Birch Oil is by far the most important of this class of oils so far as the leather-dresser is concerned, since it is the substance which gives to “Russian leather” its characteristic odour.

The oil is obtained by destructive distillation, and the process by which the peasants conduct this is one of the rudest that can be imagined. A cauldron is filled with dry birch-bark, closed, and heated over a fire. The vapours which are evolved are carried, by means of a pipe, to another vessel which is buried in the ground, and are there condensed. The dark-brown liquid (birch-tar) is allowed to cool, and the liquor which rises to the surface skimmed off. The tar is sometimes distilled, and an oil is thus obtained which does not give the true birch-oil scent very strongly though occasionally sold as a refined oil. The true odorous substance is evidently of very high boiling point and remains mainly in the tar.
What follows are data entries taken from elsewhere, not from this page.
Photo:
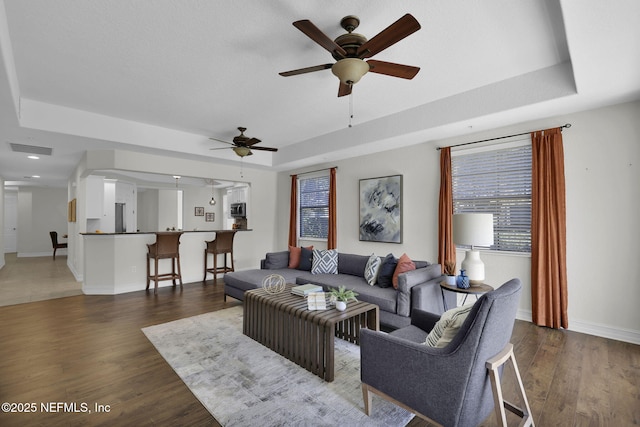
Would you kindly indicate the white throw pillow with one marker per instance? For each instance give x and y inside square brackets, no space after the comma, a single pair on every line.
[324,261]
[371,269]
[447,327]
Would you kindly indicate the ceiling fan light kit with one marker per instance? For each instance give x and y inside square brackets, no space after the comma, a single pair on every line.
[242,151]
[351,49]
[350,70]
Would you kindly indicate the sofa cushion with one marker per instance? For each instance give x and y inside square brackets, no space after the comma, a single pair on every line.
[324,262]
[404,264]
[448,326]
[252,279]
[275,260]
[294,255]
[388,267]
[306,255]
[352,264]
[371,269]
[385,298]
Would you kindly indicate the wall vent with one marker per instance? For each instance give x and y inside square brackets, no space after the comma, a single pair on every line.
[31,149]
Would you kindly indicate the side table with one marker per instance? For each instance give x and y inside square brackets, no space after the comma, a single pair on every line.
[472,290]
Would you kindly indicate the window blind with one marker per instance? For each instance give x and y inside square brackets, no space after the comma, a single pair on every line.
[313,194]
[497,182]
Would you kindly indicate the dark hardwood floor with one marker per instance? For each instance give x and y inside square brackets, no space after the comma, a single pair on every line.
[90,349]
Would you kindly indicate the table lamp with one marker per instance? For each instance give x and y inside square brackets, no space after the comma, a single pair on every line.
[473,229]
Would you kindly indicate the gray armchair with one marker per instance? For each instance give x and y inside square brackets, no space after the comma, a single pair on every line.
[452,385]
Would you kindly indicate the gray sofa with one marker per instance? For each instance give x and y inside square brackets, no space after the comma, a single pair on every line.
[419,288]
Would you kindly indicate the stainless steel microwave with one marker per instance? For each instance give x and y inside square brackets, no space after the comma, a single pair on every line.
[238,210]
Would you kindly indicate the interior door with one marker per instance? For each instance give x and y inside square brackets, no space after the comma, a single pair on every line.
[10,222]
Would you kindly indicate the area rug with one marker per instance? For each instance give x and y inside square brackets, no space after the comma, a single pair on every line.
[242,383]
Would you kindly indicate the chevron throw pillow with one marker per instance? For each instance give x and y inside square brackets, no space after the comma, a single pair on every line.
[324,261]
[371,269]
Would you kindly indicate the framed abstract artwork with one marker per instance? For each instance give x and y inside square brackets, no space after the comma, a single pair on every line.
[381,209]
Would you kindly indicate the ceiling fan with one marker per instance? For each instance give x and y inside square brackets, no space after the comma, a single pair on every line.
[242,145]
[350,50]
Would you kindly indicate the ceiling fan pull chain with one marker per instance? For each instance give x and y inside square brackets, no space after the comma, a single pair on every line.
[350,108]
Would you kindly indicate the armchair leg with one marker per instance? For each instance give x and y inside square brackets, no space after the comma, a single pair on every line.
[367,399]
[500,404]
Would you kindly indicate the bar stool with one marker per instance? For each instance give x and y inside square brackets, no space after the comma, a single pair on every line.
[167,246]
[222,244]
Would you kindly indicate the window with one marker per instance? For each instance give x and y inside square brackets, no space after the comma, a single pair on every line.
[313,211]
[497,182]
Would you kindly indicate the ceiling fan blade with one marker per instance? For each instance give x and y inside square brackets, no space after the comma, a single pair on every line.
[306,70]
[315,34]
[251,141]
[219,140]
[392,69]
[264,148]
[344,89]
[395,32]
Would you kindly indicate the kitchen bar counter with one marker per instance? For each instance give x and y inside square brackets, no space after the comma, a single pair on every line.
[116,263]
[161,231]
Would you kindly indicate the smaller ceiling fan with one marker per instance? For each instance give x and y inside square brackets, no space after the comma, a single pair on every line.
[242,145]
[351,49]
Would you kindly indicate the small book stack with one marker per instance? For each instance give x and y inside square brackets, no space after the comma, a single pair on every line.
[304,290]
[316,301]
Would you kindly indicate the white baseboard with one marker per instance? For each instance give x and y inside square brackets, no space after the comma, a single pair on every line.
[39,254]
[596,329]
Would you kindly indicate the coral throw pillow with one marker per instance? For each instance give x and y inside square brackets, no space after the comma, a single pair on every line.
[294,256]
[404,264]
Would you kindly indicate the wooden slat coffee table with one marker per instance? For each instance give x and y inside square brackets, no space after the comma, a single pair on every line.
[283,323]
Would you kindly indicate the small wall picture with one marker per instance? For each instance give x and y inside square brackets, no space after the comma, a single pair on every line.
[381,209]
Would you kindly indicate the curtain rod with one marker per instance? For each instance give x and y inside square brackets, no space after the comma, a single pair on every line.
[319,170]
[566,126]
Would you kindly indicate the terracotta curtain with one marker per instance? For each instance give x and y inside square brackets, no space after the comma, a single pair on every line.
[548,231]
[293,212]
[446,248]
[332,236]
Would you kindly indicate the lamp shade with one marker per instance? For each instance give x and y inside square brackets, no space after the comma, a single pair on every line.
[350,70]
[473,229]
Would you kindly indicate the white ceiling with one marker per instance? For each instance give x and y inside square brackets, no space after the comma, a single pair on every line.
[164,75]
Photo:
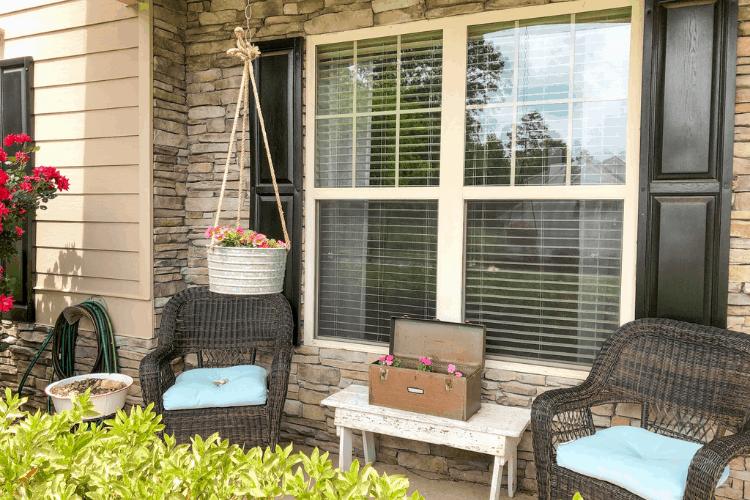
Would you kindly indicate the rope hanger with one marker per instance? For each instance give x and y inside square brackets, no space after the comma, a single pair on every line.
[248,53]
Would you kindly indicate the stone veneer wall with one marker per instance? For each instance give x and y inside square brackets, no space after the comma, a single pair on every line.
[170,151]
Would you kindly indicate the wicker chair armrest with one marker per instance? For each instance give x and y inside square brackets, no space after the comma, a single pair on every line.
[156,375]
[572,407]
[278,385]
[709,463]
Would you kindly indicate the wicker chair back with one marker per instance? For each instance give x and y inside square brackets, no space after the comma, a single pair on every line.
[692,381]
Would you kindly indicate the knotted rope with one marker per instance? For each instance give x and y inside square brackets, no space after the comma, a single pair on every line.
[248,53]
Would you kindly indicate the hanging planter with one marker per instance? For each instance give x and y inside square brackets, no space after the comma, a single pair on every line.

The birch tar is almost entirely used for giving leathers a “Russian” odour, for although it smells somewhat strongly of tarry products, the oils causing this smell are far more volatile than the birch scent itself, and therefore disappear on storing the leather a short time. Tar obtained from various species of pine is sometimes substituted for birch tar, but it may readily be distinguished from the latter by the odour and the difference in the specific gravity. Birch tar has a specific gravity of 0·925 to 0·945, whilst fir tar has one of 1·02 to 1·05; thus the former floats on water while the latter sinks if it be entirely free from enclosed air. Fir tar, too, gives up a yellow colouring matter to water shaken up with it, while birch tar leaves the water colourless. Birch tar has a distinctly acid reaction, and must not be kept in iron vessels. (See [p. 251]).

The leaves and twigs of American black birch when distilled with water or steam, yield an oil which is practically identical with that of Gaultheria procumbens (wintergreen), and consists almost entirely of methyl salicylate. It is clarified, and to some extent decolorised, by filtration through woollen blankets and redistillation. A ton of brushwood is said to yield about four pounds of oil. This oil has quite a different odour to that of the real Russian oil, and cannot be used in the scenting of “Russia” leather. Sandalwood oil with a little black birch or wintergreen oil is sometimes employed for scenting small fancy articles and bears considerable resemblance to the true “Russia” leather odour. Black birch, aniseed, sassafras and various other essential oils are occasionally used in small quantities as preservatives, and to cover disagreeable odour in blood-seasonings, cements and other products used in the leather trade. The methods employed for their detection and estimation do not, however, come within the scope of a work such as the present one. Most essential oils have considerable power as antiseptics, and in preventing mildew and the attacks of insects.

Mineral Oils and Waxes.

This class of bodies is totally different in chemical constitution from the true oils and waxes, containing neither glycerides, fatty acids nor alcohols, but consisting of carbon and hydrogen only, approximately in the proportion of one atom of the former to two of the latter. They occur in underground lakes, from which they are obtained by springs or borings; or in shales, from which they are separated by distillation. It is commonly supposed that they have been formed, at some remote period of the earth’s history, by the decomposition of animal and vegetable matters, at a high temperature and under great pressure.[167]

[167] Oils from wells or springs are technically called “petroleum oils,” those from shale, “paraffin” oils, but chemically, there is no definite distinction.

The mineral oils and waxes are largely capable of being distilled without decomposition, but if heated to high temperatures, are readily “cracked” or broken up into simpler and generally more volatile compounds—a fact which is employed in the production of gas, and the utilisation of some of the heavier products.